Our continuing legacy of racial segregation further amplifies this punitiveness. Wealthier, whiter suburban voters often wield disproportionate electoral influence when it comes to electing the prosecutor. These voters like the feeling of crime going down—but they face none of the costs of aggressive policies. After all, it is not their brothers or fathers or uncles or sons who face the unnecessary police stops or arrests or indictments or convictions or prison terms. Those costs are disproportionately borne by poorer people of color in the city, whom those voters do not know or even interact with.

These problems have always been with us. But they are more problematic now because as our prisons have grown, so, too, have the groups that benefit from them—and who thus have an incentive to manipulate people’s punitiveness and fear of crime for their own ends. Though many would at this juncture quickly point to private prison firms, they are not the main ones “profiting” off prisons. They hold about 9 percent of the nation’s prisoners and generally have little impact on policy…
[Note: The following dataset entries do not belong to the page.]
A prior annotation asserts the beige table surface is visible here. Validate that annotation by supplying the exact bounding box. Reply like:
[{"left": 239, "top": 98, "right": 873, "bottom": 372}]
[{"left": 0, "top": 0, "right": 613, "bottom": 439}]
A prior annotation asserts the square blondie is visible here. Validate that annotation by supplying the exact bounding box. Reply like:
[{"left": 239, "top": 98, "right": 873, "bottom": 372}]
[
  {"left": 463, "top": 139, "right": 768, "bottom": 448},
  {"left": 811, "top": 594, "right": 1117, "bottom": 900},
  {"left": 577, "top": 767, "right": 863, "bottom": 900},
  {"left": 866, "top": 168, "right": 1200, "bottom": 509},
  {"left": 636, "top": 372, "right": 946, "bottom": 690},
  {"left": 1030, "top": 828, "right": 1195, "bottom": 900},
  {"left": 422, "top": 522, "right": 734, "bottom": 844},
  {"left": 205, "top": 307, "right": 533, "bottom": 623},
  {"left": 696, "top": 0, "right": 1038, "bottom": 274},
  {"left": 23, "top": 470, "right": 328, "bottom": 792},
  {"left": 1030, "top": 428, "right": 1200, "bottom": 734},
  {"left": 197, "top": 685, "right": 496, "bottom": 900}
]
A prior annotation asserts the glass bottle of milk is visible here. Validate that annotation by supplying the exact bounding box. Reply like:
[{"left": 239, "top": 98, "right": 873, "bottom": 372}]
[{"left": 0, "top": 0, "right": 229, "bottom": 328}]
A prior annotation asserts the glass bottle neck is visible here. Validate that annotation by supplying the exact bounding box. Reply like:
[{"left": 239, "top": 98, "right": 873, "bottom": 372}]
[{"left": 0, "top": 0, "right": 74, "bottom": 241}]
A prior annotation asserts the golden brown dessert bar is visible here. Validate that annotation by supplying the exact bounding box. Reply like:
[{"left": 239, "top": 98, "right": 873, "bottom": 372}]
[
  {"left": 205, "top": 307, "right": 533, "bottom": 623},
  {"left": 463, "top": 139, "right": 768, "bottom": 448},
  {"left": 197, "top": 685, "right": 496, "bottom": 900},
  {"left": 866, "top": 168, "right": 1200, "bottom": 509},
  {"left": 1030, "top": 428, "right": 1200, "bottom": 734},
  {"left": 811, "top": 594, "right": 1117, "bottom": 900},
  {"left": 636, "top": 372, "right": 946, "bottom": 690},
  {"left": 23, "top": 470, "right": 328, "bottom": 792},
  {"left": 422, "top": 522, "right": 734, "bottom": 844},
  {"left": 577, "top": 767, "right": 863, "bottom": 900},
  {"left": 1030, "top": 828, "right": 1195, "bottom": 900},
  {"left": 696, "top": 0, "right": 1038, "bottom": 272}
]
It is various public sector actors who truly benefit. About two-thirds of $50 billion we spend on prisons—$33 billion or so—goes to the wages and benefits of prison staff. It is not surprising, then, that (public sector) correctional officer unions fight reforms, given how much is at stake. That many if not most prisons are located in economically distressed areas and provide some of the few well-paying jobs in the region only magnifies this effect…

It was never going to be possible to significantly scale back our outsized reliance on prisons easily. Mass incarceration did not arise by accident or due to one or two small mistakes. It is the product of a deep, racially driven punitiveness, combined with a vast array of incentives that consistently make harshness politically safe and leniency dangerous. Our seven-year reduction in prison populations is certainly something to celebrate, but those reductions are modest and always vulnerable. And they will remain modest and vulnerable unless we tackle some very difficult issues, such as how we treat violence and the even the basic design of our criminal justice systems.

Lots more good and important stuff.  If you’ve ever thought that mostly we just need to ease up on non-violent drug offenders, then you really need to read this.